In the first part of our "Data Protection for Containers" series we discussed what you need to do from a container orchestrator perspective to ensure persistent volumes are protected by snapshots and properly backed up with replication. In this follow-up tutorial we’ll discuss how to recover and restore your data in the event of a lost/damaged file, corrupt database or even a ransomware attack.

Let’s ask Google what defines "data restore":Google definition of data restoreGoogle definition of data restoreWith this simple definition we may now start copying backup data from a source location to a destination using various methods at our disposal.

The examples used here are accessible from GitHub. All specifications references relies on HPE Nimble Storage Linux Toolkit 2.4.1, NimbleOS 5.0.5 and Red Hat OpenShift 3.10 installed according to our best practices found in the HPE Nimble Storage Integration Guide for Red Hat OpenShift and OpenShift Origin . Storage classes are manipulated by a Cluster Administrator and everything else in this tutorial is being run in a new blank project within OpenShift as a regular user.

It’s advisable to at least glance over the concepts described in part I to understand the roles and concepts we’re building these recovery scenarios from.

Start by checking out the container examples repo:

$ git clone https://github.com/NimbleStorage/container-examples
$ cd blogs/data-protection-part-II

Understanding the HPE Nimble Kube Storage Controller
Quite a few new parameters have been introduced in version 2.4.1 when in comes to empowering Application Owners. We’ve introduced the ability to allow the Cluster Administrator to define a list of parameters that Application Owners may override using the allowOverrides parameter in the StorageClass. Most likely these overrides are cherry picked by consulting with the Storage Architect to ensure just enough permissions to perform the needed functions for a particular use case. The Application Owner may then annotate their Persistent Volume Claims (PVCs) to override a particular parameter. This security model aligns well with OpenShift where Cluster Administrators may delegate control of a particular resource to an Application Owner.

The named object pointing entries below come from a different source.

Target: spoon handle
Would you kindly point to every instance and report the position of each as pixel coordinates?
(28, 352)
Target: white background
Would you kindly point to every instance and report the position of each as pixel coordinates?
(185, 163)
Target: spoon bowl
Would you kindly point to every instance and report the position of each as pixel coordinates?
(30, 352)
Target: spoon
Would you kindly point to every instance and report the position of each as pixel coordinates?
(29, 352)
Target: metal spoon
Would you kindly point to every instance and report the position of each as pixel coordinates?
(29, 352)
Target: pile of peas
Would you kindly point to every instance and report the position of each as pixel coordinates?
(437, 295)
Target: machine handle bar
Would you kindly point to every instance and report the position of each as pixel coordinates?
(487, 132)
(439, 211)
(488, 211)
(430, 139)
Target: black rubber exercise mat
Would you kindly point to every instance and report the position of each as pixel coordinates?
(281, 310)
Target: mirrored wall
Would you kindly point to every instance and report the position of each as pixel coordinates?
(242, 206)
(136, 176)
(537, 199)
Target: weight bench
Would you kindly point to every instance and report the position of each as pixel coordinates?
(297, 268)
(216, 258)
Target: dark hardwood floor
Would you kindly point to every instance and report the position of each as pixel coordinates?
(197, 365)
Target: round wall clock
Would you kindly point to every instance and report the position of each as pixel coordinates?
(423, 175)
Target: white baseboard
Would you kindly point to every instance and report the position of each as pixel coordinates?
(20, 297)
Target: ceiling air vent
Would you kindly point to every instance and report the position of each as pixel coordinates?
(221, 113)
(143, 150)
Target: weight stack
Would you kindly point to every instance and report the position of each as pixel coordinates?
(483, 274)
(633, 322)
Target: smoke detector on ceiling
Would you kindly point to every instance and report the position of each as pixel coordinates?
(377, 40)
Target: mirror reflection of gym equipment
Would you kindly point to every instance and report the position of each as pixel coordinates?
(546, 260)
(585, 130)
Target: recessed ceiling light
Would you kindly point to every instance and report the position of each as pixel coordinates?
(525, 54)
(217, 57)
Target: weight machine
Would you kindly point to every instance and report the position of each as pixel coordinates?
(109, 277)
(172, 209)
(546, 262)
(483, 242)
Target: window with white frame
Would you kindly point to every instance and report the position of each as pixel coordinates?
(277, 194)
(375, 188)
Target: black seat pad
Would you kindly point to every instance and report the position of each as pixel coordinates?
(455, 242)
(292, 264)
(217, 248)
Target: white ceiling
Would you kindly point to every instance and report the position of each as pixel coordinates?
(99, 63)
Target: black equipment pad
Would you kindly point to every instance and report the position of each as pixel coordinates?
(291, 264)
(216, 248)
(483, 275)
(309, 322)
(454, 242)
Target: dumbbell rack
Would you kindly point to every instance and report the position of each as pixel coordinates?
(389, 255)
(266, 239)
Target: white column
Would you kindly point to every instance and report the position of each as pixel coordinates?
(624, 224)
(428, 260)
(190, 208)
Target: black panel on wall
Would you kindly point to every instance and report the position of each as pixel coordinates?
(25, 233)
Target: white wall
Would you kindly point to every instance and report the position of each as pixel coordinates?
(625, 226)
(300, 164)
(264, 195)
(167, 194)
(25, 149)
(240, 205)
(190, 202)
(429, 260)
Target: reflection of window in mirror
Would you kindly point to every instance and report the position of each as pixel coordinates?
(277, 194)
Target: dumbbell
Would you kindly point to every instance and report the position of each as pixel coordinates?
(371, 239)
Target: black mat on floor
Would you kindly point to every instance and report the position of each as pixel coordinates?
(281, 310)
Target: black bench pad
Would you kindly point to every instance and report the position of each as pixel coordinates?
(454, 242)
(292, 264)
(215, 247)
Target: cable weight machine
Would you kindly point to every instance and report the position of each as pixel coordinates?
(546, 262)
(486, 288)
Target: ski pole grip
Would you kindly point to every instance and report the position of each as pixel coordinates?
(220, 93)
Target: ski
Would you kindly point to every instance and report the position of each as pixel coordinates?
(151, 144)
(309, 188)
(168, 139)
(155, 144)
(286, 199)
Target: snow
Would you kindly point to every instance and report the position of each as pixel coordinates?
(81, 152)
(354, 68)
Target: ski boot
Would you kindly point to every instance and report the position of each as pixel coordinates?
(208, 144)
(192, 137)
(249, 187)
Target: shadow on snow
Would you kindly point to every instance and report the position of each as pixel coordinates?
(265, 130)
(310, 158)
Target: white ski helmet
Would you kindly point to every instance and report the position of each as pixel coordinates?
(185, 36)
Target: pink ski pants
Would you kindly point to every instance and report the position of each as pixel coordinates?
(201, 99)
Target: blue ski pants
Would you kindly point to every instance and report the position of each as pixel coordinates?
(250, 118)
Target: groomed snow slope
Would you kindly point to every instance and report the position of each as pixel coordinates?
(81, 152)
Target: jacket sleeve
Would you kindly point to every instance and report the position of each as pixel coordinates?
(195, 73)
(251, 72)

A very good example of using allowOverrides is to allow Application Owners to specify a custom Performance Policy. This is normally a detail of the deployment only known to the Application Owner and it also help the Cluster Administrator to keep down the number of storage classes to keep things neat and tidy. Imagine having a StorageClass for every Performance Policy!

Reading tips: Below examples will use # for system:admin role and $ for the user role. No YAML is displayed in this post to help ease reading. Please click the .yaml links to display the raw file in a new window.

This is what such a StorageClass would look like (description thrown in to show how multiple overrides work):
# oc create -f sc-override.yaml
storageclass.storage.k8s.io "override" created

An Application Owner may then create the following PVC to override the Performance Policy (we’ll also create a new project for this tutorial):
$ oc new-project wp
$ oc create -f pvc-override.yaml
persistentvolumeclaim "override" created

Now, creating the PVC and later inspecting the volume from either CLI or UI, we can clearly see that the Performance Policy and description have been overridden from the defaults defined in the StorageClass we called.

Inspecting a HPE Nimble Storage volumeInspecting a HPE Nimble Storage volume
Using a proxy deployment to funnel data
For the restore execises we'll use a separate deployment to mount clones and copy data from. For the lack of an official nomenclature we call this a proxy. The proxy deployment will sit alongside a production application namespace to recover files from cloned snapshots and copy those files into the running deployment. Nothing prevents the Application Owner to attach the clone to the running deployment but understand that attaching and detaching volumes to running deployments will restart the container and may cause unnecessary outages.

One might have a preference for which base image to use for the proxy deployment depending on the use case. We’re only going to use the proxy deployment to inspect filesystems, so a standard bash shell and busybox will be more than enough. (The fine print: the tar command is required in the image)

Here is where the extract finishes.